Let $X,Y,Z$ be independent and identically distributed Bernoulli Random Variables with parameter $p$. I am looking for a way to compute the Comulative Distribution Funktion of $U=(1−X)Y+ XZ$
I have only come across easier examples where 2 simple case differentiations were enough but I can't see a simple solution for this one.

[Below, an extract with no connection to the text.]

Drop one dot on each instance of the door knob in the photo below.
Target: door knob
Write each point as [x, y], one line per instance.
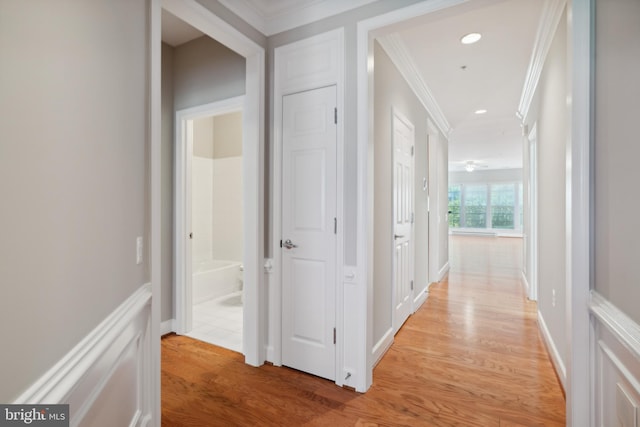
[289, 244]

Am I missing something?
Bonus points for $\mathbb{E}[U]$ and $Var[U]$
So $U=Y$ if $X=0$ and $U=Z$ if $X=1$. So $U\in\{0,1\}$.
Thus $P(U=0)=P(X=0,Y=0)+P(X=1,Z=0)=(1-p)^2+p(1-p)=1-p$ and therefore $P(U=1)=p$.
So $E(U)=p$ and $Var(U)=E(U^2)-(E(U))^2=p-p^2=p(1-p)$.
if we condition on $X$ we can use the independence to get the following for $u \in \mathbb R$: \begin{align} \mathbb P (U \leq u) &= \mathbb P ( U \leq u \mid X=1) \cdot \mathbb P (X=1)+\mathbb P ( U \leq u \mid X=0) \cdot \mathbb P (X=0) \\ &= \mathbb P (Z \leq u \mid X=1) \cdot p+\mathbb P (Y \leq u \mid X=0) \cdot (1-p)\\ &=\mathbb P (Z \leq u) \cdot p+\mathbb P (Y \leq u) \cdot (1-p)\\ &=\begin{cases} 0\cdot p + 0 \cdot (1-p) = 0, & \text{if} \ u<0, \\ p\cdot p + p\cdot (1-p) = p, & \text{if} \ u \in [0,1), \\ 1\cdot p + 1 \cdot (1-p) = 1, &\text{if} \ u\geq 1. \end{cases} \end{align} In particular $U$ has the same distribution as $X,Y$ and $Z$. Hence $$ \mathbb{E}[U]=\mathbb{E}[X]=p, \quad Var(U)=Var(X)=p\cdot(1-p). $$